Wednesday, October 07, 2009

Okay, what's going to keep us up so high?

8 comments:

sobers said...

Ever since I visited China and India about 5 or 6 years ago I have had the same thought - what do we do here in the West that entitles us to such a featherbedded standard of living? What do we produce that is required by all the other nations of the world? Oil? Food? Minerals? Manufactures? We used to produce all of them, at various times. Now declining in each category.

I think that we have been living a fantasy, that the 'City' could be the golden goose that shuffled bits of paper around and by some alchemy produced the golden eggs to keep us all in the manner to which we have become accustomed over the last 50 or so years.

That fantasy has unravelled and reality awaits. We are in a between time, waiting for the axe to fall. We are buying a little time with our money printing exploits, that is all.

At best we face Japanese style lost decades. At worst total societal collapse. The former is more likely, but the latter cannot be totally discounted.

Weekend Yachtsman said...

Are you not asking the question the wrong way round?

What is to stop China and the others reaching our levels of prosperity?

(Apart from those countries who insist on central planning, socialism, etc - we KNOW what's keeping them from improving)

Sackerson said...

Levelling can be approached from both directions, but I think there are very likely resource and ecological limits to growth that preclude the whole world attaining Western levels of wealth - unless there is a crash in population fast enough to leave resources still there.

sobers said...

@weekend yachtsman: the point is not whether China et al will rise to our (current) level of prosperity (they very possibly may do), but whether we can sustain that level ourselves, by our own efforts, not borrowing money from them to do so.

We have forgotten that great riches require a great effort to attain, and do not just land in your lap for free.

Even a modest reduction in our standard of living (10-15% say) would have catastrophic consequences for a nation addicted to more and more of eveything good, and less and less prepared to do the hard work necessary to achieve it.

Paddington said...

Sackerson - the problem with a rapid population decline is that the extraction of resources becomes much harder in the chaos. Once left idle for a time, things like mines become unusable.

Sackerson said...

Yes, Padders, what a shame that while subduing the miners' insurrection Mrs Thatcher had no plan for preserving our access to coal for harder times.

Sackerson said...

... and it would be monstrous to wish a deadly pandemic merely as a way to get the ecology back into balance.

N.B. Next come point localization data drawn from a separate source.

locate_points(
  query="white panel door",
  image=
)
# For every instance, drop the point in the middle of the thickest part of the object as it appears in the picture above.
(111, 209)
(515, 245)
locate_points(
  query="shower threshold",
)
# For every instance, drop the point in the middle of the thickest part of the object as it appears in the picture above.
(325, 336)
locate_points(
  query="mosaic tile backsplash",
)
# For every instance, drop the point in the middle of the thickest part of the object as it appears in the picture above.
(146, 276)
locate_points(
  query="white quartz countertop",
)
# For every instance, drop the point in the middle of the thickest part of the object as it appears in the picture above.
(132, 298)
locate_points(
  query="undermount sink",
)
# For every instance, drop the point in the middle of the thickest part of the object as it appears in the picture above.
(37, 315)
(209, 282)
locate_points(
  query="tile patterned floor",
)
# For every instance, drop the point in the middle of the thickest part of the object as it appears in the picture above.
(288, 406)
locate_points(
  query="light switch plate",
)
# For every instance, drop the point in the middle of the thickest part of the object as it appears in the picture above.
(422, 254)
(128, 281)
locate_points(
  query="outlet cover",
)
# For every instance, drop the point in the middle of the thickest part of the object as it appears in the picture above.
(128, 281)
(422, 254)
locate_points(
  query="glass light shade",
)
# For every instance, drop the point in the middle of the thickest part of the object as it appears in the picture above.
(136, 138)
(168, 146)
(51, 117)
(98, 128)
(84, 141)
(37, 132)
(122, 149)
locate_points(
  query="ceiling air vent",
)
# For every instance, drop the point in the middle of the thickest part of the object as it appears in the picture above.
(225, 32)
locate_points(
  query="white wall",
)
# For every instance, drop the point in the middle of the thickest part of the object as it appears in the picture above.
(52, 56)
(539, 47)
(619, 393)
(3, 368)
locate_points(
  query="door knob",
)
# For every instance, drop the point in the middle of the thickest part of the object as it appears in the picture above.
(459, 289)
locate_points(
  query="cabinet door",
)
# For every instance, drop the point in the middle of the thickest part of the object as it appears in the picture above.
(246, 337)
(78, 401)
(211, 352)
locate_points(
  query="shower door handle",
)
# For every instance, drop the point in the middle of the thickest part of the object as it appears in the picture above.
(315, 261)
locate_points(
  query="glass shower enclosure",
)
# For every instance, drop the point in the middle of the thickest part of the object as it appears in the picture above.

We must hope that mankind is capable of the very long-term planning that is needed to reduce the population very gradually, so as not to tip us into a demographical imbalance leading to economic disaster. The Ecologist magazine's 1972 "Blueprint for Survival" is more relevant now than ever.

Anonymous said...

"Oil? Food? Minerals? Manufactures?"

The West produces a lot of both food and minerals. In fact one of the reasons why the West is so rich is it produces far more food than it consumes. This excess production of lifes key commodity allows it to import other products from elsewhere.

By the way, if measured by purchasing power parity, China has a GDP which is half that of the US and 4x that of the UK. Why? Because it both makes and consumes cheap products. Which is why the US is getting very irate at China's expansion of its own monetary base to keep its currency down. China isn't that competitive when you look in more detail. Chinese factory workers expect to have a stnadard of living that is comparable with factory workers in the West - so why does it seem to us that when measured in $ terms Chinese products are so cheap? Basically this is currency warfare - deliberately keeping the currency low to undermine the productive capacity of other nations. The whole world is catching on to their game - which hurts everyone of course.